Thank you, Chair.
It's in clause 5 and it's going to be amended by adding line 6, on page 7. This is what's going to be in the line:
(3) For greater certainty, a farmer who has acquired the rights referred to in paragraphs 5(1)(a) and (b) in respect of the propagating material of a plant variety may, without having to pay any further royalties
(a) stock and condition the propagating material and any harvested material derived from the propagating material;
(b) make repeated use of the harvested material on his or her holdings for the purposes of propagating the plant variety; and
(c) sell, for uses other than propagation, harvested material that is derived from the propagating material.

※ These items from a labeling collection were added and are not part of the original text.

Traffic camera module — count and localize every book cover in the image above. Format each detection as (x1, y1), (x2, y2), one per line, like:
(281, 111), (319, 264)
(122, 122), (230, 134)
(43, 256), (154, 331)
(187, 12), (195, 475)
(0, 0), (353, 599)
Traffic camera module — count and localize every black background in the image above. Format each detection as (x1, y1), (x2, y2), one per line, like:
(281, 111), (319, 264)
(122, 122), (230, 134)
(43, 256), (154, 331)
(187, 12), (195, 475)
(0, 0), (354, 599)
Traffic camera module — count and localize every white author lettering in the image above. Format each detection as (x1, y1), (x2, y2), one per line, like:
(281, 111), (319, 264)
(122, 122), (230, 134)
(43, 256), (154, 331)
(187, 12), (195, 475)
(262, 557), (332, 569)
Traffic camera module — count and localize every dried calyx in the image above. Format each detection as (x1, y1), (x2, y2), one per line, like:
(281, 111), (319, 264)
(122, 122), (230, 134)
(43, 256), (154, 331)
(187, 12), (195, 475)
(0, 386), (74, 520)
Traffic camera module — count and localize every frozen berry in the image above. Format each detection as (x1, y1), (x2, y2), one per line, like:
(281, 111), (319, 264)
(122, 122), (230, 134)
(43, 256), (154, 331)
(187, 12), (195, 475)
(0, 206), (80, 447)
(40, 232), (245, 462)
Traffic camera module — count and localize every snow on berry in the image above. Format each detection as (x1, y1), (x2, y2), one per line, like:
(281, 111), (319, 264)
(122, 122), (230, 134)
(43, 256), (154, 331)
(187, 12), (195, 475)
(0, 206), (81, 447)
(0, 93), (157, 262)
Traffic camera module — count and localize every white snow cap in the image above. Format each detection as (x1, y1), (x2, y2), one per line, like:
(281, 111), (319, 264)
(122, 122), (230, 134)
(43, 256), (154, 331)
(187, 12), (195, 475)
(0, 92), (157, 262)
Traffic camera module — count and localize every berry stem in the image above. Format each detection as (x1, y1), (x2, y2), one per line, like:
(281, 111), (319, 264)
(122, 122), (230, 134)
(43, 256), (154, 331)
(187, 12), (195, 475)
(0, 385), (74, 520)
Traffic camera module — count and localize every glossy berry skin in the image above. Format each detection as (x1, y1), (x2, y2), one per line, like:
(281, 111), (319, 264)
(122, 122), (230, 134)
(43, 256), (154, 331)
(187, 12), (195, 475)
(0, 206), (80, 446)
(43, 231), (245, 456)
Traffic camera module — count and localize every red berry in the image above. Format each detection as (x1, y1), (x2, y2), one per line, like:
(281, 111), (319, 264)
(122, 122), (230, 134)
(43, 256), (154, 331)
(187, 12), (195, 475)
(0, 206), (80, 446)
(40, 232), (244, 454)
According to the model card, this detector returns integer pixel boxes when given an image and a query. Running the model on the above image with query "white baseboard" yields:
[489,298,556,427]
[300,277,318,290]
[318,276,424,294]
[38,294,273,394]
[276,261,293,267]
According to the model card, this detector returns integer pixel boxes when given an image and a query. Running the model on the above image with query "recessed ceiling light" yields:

Chair, and colleagues, this pretty well sums it up: farmers have a right to stock and condition the so-called propagated material; they can repeatedly use it for harvested material, so they can replant it for the following year; and they can also sell it to a farmer down the road, say, if there's a hog farmer who's going to be using it for feed. Of course, this does not mean using it for propagation, because they can't sell it to another farmer for seed.
I think this sums it up and really defines that, yes, the farmer who has this seed and has harvested it can use it for whatever they want to use it for, and that they also can sell it to the farmer down the road for feed. I think this would give a lot of clarification and would help many the witnesses who were here. I don't sense that this would change the intent of the UPOV legislation as put forward.